This project is all about investigating the importance of Tasmania to the East Australian Humpback Whales by collecting ‘fluke’ images. The fluke is the underside of the whale’s tail that is raised above the water as the whale dives, tail slaps or throws the peduncle. Each fluke is unique in its markings, scars, and trailing edge which means they can be used to identify individual whales, a bit like our fingerprints.

A tail-slapping Humpback Whale in Tasmanian waters
A whale’s fluke is unique to each individual, just like our fingerprints. Taking photos of the flukes helps us identify the whales and monitor their movements.

Fluke identification is a non-invasive scientific method that has been the basis of whale research since the 1970s. By matching our Tasmanian flukes, we can start to understand how long individual whales are spending in Tasmanian waters and if individual whales are returning to Tasmania each year. We are also comparing them to an international dataset at Happywhale.com which can help us understand transit times and migration routes as they travel between the poles and the sub tropics.

It has been amazing to see an incredible number of Humpback Whales off the Tasmanian coastline this year.
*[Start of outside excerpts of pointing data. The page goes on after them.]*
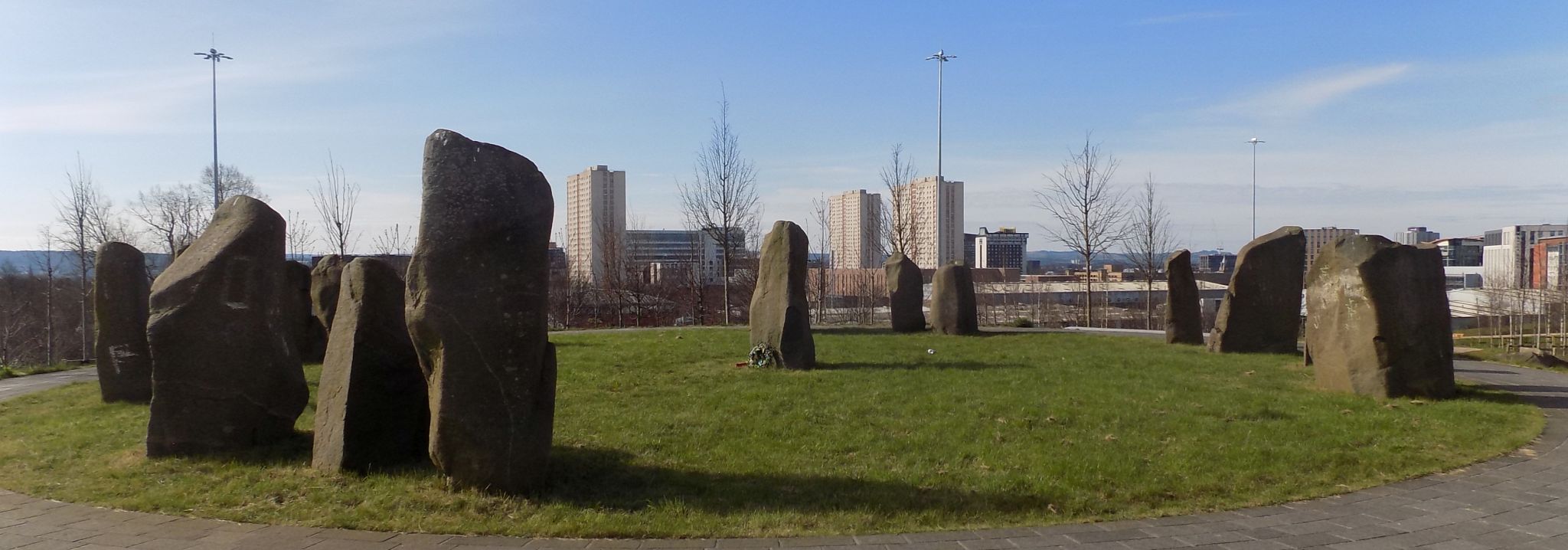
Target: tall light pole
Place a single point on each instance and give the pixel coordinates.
(1255, 142)
(217, 184)
(941, 58)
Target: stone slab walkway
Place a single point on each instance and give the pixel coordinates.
(1514, 502)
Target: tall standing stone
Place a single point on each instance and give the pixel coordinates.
(779, 317)
(119, 316)
(905, 293)
(954, 301)
(325, 278)
(477, 289)
(372, 408)
(1183, 313)
(1377, 319)
(309, 336)
(224, 372)
(1263, 306)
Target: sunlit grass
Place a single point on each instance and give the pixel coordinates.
(659, 434)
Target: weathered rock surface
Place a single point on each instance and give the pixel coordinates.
(1183, 311)
(224, 375)
(779, 316)
(477, 289)
(325, 280)
(905, 293)
(1377, 319)
(119, 316)
(954, 300)
(309, 336)
(372, 408)
(1263, 304)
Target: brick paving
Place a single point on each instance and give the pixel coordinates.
(1512, 502)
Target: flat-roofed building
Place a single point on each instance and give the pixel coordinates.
(595, 221)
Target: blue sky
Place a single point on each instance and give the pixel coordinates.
(1451, 115)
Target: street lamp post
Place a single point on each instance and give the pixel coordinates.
(217, 184)
(1255, 142)
(941, 58)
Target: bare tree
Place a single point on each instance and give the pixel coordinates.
(335, 202)
(903, 226)
(394, 240)
(1150, 240)
(1086, 211)
(722, 196)
(47, 265)
(230, 184)
(300, 234)
(88, 221)
(175, 217)
(821, 215)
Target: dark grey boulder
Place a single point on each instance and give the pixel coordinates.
(1183, 311)
(325, 278)
(372, 408)
(1377, 319)
(954, 301)
(779, 317)
(477, 289)
(905, 293)
(1263, 304)
(224, 373)
(119, 316)
(309, 336)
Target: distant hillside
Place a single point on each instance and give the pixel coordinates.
(1063, 259)
(64, 262)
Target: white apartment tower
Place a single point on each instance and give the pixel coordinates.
(595, 221)
(855, 229)
(936, 209)
(1506, 257)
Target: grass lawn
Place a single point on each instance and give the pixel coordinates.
(658, 434)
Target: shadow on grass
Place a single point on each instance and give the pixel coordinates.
(929, 364)
(888, 331)
(604, 478)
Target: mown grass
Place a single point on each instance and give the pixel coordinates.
(659, 434)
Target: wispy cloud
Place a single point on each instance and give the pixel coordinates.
(1184, 18)
(1300, 96)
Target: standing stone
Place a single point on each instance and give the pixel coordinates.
(325, 278)
(954, 301)
(224, 372)
(309, 336)
(1263, 306)
(477, 289)
(779, 317)
(372, 408)
(905, 293)
(1377, 319)
(1183, 313)
(119, 316)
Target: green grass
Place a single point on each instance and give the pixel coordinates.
(28, 370)
(658, 434)
(1487, 352)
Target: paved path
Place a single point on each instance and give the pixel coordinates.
(1514, 502)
We’ve been seeing whales on every trip for nearly two months now. But it has not been this way for some time. Just 60 years ago the Humpback Whale population was reduced to less than 1000 individuals! However, since the ban on commercial whaling, Humpback Whale numbers have been increasing and could be approaching >40,000 Whales in the next few years (Noad et al. 2019).

A Humpback Whale slapping its tail in front of Tasman Island
A Humpback Whale slapping its tail with Cape Pillar and Tasman Island in the background.

Despite this increase, Whales and other marine life are still threatened by human activities and our impact on the ocean, including entanglement in fishing gear and marine debris, boat collisions / vessel strikes, plastic ingestion, chemical pollution and climate induced ecosystem change.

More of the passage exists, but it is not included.